Um cuidado especial também se faz necessário com as premissas, restrições e limites de bateria do projeto, e isto vale entre Contratante e Contratada, e esta com suas Subcontratadas. Há que se levantar o máximo possível de interfaces na execução do empreendimento. O que permitirá definir, com uma maior exatidão, as devidas responsabilidades.

Com efeito, as peculiaridades do empreendimento, informações disponibilizadas e levantadas, desenhos, orçamentos e demais itens que compõe o escopo a ser entregue, devem assegurar parâmetros qualitativos e quantitativos, respeitada a contrapartida adequada aos encargos e despesas previstas.

 No entanto, há uma linha tênue que costuma ser ultrapassada pela Contratante (e aceita pela Contratada), que insere nos Contratos cláusulas com prerrogativas descomedidas, que exigem uma série de adequações de cunho técnico e de impacto comercial que poderão simplesmente descaracterizar a responsabilidade e obrigações da Contratada, atraindo para si o papel de deliberar de forma diversa do acordado o escopo contratual, e consequentemente assumir indiretamente os riscos associados e seus respectivos custos, uma vez que a Contratada poderá abster-se de seguir ou suspender motivadamente ou não suas obrigações.

A assunção destes riscos tanto pela Contratante como pela Contratada, poderão implicar em atraso na implantação do empreendimento, em decorrência do descumprimento de marcos contratuais, prejudicados em razão dos impactos no caminho crítico do empreendimento e por razões diversas que não foram devidamente avaliadas ou tiveram assumido o seu risco sem a devida avaliação dos impactos.

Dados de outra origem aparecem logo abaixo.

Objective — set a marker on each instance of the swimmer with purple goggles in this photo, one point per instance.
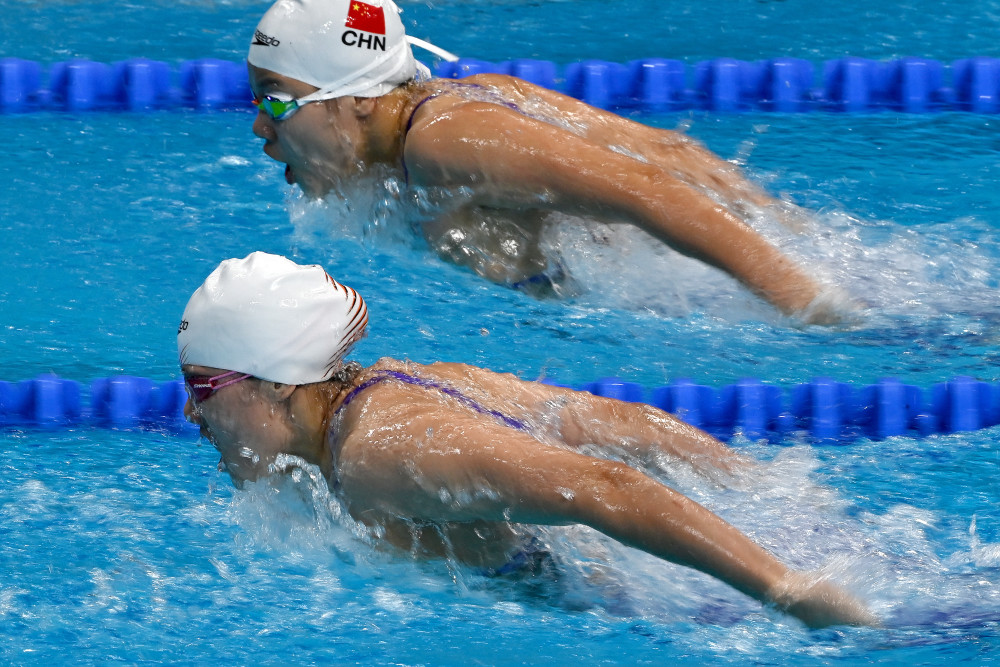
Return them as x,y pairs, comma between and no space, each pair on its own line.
451,460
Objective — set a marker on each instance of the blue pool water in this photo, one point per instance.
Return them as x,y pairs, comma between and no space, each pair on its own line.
129,546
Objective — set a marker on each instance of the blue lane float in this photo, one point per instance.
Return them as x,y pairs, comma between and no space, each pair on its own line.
822,410
783,85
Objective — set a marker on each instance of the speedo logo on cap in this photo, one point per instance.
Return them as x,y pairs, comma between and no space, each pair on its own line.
368,19
260,39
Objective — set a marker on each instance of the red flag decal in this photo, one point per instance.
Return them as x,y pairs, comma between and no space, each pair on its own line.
362,16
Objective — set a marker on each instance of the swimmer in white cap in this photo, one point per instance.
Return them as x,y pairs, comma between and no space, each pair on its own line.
338,91
448,459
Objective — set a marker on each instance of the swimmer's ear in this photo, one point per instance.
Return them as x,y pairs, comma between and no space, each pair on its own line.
276,391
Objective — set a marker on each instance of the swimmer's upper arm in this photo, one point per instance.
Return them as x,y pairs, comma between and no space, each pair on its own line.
509,160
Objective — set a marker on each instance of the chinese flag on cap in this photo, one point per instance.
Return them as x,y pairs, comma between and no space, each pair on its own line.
362,16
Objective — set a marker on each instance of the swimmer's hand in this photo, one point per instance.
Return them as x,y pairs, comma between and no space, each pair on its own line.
819,603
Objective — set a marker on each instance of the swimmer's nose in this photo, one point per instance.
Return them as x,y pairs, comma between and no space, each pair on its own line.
193,416
262,126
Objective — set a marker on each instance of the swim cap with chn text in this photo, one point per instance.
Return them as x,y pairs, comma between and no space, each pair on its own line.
343,47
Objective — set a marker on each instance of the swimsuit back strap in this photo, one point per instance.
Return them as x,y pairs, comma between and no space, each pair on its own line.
381,376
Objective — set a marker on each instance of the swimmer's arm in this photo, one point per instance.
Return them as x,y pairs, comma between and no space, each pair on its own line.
476,470
510,160
643,429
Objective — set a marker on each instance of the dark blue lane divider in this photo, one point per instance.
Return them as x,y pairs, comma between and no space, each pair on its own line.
789,85
823,409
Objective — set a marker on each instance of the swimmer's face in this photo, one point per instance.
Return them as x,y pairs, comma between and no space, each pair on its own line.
320,144
243,422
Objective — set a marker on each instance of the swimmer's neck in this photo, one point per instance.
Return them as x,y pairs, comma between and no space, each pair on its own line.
385,125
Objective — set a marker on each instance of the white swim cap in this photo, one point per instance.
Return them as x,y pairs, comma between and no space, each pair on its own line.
270,317
343,47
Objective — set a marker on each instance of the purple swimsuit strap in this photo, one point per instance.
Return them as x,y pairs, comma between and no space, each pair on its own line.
381,376
409,122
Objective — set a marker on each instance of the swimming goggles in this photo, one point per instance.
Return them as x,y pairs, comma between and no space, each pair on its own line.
201,387
282,108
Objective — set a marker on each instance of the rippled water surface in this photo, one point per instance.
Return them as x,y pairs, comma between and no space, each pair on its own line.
120,545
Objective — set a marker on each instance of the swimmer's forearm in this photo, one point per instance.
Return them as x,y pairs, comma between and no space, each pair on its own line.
634,509
644,430
694,224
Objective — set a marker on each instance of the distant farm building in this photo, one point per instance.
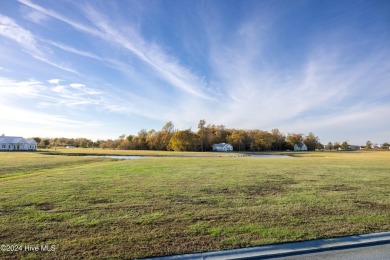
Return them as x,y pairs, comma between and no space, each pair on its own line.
300,147
16,143
222,147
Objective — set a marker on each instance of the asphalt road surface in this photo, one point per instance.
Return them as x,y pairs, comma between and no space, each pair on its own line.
378,252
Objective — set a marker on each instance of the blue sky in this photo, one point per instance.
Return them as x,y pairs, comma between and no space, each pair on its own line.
100,69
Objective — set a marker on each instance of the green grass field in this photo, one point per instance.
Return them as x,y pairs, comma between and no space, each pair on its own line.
102,208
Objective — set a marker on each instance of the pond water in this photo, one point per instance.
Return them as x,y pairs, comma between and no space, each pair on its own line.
268,156
132,157
122,157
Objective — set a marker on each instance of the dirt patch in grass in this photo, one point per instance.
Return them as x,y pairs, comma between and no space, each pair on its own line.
372,205
45,206
339,187
266,188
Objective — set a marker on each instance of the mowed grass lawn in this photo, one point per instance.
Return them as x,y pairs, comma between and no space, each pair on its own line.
101,208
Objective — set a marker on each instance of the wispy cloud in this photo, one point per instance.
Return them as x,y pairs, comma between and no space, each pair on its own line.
29,43
165,66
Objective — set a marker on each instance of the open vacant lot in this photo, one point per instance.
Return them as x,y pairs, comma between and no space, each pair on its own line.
94,207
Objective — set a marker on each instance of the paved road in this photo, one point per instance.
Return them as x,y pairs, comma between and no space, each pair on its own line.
379,252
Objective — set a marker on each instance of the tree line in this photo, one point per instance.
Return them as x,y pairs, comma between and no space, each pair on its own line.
171,139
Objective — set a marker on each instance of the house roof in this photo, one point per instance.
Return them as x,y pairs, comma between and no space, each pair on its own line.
15,140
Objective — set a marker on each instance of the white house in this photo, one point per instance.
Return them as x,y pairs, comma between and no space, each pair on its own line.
16,143
222,147
300,147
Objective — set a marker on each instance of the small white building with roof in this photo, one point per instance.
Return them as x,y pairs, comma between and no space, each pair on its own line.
222,147
17,143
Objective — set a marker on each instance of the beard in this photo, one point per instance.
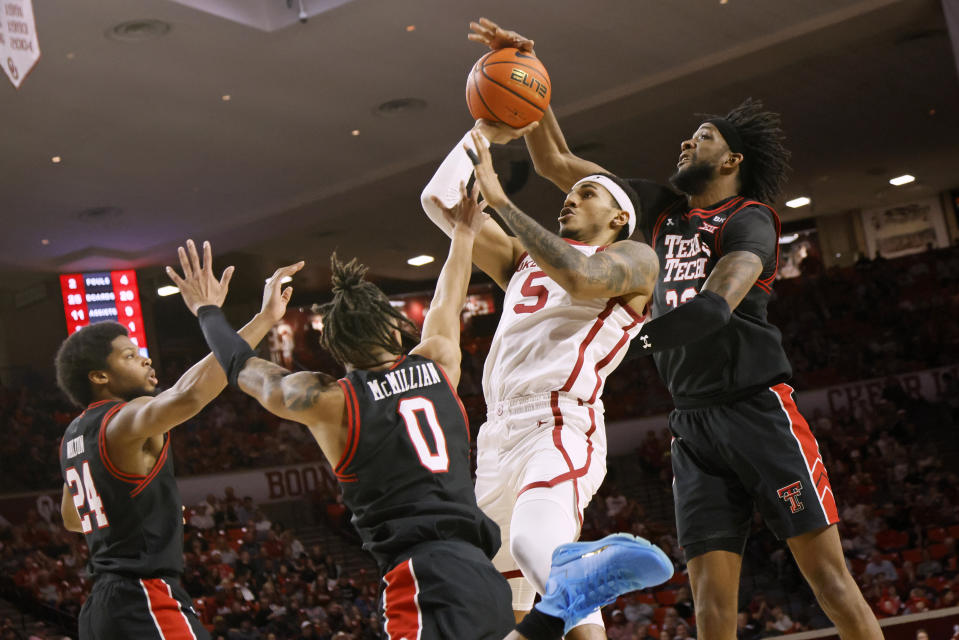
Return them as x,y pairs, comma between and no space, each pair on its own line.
693,179
133,394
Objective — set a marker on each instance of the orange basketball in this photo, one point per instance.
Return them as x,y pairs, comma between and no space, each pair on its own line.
508,86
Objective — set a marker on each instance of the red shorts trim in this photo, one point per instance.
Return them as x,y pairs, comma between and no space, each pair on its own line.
166,611
810,452
573,474
401,607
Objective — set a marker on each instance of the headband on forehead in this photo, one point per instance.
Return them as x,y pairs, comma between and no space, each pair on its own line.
622,200
729,133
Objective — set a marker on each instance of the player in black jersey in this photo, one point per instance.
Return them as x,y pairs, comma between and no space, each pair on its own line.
739,439
397,436
117,466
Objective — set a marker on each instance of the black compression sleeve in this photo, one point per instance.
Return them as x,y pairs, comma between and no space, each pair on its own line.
230,350
696,319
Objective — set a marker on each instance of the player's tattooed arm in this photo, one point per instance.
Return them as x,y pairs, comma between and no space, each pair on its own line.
301,396
627,267
733,276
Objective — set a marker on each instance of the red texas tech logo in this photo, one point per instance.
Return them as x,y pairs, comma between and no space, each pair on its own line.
790,494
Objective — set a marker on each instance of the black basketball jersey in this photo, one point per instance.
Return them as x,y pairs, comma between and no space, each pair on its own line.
405,471
747,353
133,524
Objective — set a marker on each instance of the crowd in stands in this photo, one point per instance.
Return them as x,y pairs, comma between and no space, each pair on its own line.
890,463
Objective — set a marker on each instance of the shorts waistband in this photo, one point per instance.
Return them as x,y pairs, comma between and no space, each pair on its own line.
537,402
112,576
454,546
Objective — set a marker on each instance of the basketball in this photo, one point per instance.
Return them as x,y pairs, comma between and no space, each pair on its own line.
508,86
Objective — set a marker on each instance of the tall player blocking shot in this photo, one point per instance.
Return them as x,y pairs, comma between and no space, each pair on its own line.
738,438
119,489
396,433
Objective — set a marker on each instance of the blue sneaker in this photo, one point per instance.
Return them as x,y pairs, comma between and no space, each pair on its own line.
587,575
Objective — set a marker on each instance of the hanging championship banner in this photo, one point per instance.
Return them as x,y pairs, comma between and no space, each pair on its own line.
19,47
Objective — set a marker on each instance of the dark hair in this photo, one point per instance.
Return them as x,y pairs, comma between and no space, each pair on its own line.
633,198
85,351
360,317
765,162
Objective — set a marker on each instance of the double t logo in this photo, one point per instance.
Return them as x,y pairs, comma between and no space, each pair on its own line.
790,494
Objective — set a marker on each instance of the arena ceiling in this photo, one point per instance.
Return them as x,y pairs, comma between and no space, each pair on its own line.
153,151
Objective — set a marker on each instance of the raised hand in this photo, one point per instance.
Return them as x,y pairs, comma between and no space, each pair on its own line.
198,286
486,178
492,35
500,133
467,215
275,298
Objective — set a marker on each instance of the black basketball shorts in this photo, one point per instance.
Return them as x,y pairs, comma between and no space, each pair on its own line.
443,590
121,608
754,452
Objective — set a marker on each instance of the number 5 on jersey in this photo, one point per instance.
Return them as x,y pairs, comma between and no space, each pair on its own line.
531,290
85,493
438,462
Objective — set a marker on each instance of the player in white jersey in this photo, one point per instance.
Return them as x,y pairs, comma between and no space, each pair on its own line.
573,302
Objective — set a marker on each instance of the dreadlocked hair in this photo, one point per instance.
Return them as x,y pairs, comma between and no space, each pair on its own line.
765,159
360,318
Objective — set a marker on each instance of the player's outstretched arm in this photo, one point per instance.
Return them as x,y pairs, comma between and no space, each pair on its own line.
146,417
308,397
441,329
494,252
626,267
547,146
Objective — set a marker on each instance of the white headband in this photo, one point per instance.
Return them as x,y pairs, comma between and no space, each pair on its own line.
622,200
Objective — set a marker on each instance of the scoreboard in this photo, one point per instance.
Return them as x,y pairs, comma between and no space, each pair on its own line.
104,295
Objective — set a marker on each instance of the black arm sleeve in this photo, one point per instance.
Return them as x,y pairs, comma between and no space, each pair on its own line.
230,350
704,314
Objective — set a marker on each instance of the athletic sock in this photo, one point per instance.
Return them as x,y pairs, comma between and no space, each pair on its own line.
540,626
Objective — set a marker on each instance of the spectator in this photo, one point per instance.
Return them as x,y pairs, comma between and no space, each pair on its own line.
928,567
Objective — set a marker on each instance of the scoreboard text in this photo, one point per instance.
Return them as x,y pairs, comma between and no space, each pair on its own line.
104,295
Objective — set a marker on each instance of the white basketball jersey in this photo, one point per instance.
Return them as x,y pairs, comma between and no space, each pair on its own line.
549,341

Para evitar penalidades em razão da imputação de inadimplemento, a Contratada deve sempre evidenciar tempestivamente os fatos supervenientes que ocorreram durante a execução, pois, caso tais fatos não sejam pontuados com as devidas ressalvas, a dinâmica do empreendimento poderá enfraquecer ou mesmo impedir o ressarcimento de eventuais custos adicionais incorridos, posto que a Contratante buscará a aplicação de penalidade por atraso, devido não ter reconhecido oportunamente o mérito dos fatos alegados pela Contratada.

Sob o aspecto prático vivenciado na implantação de um Projeto, é comum em alguns Contratos que a Contratante faça comentários e exigências que acabam por se sobrepor ao escopo contratual de responsabilidade da Contratada e alterar de forma qualitativa e quantitativa a própria especificação técnica e as condições comerciais previstas, sob a equivocada concepção de que a Contratada deve arcar com todas as determinações apresentadas, devido à modalidade contratual e em decorrência do preço global.

Tal fato, acaba por gerar diversas discussões seja em relação a metodologia utilizada, ou em relação aos itens de fornecimento e a execução de serviços, que poderão impactar substancialmente no valor inicial do Contrato. 

Este impacto técnico comercial, de caráter econômico financeiro, acarreta reivindicações / pleitos / claims que são justificados à medida que se evidencia a quebra ou a alteração da modalidade contratual de empreitada, leia-se EPC / Turn Key. 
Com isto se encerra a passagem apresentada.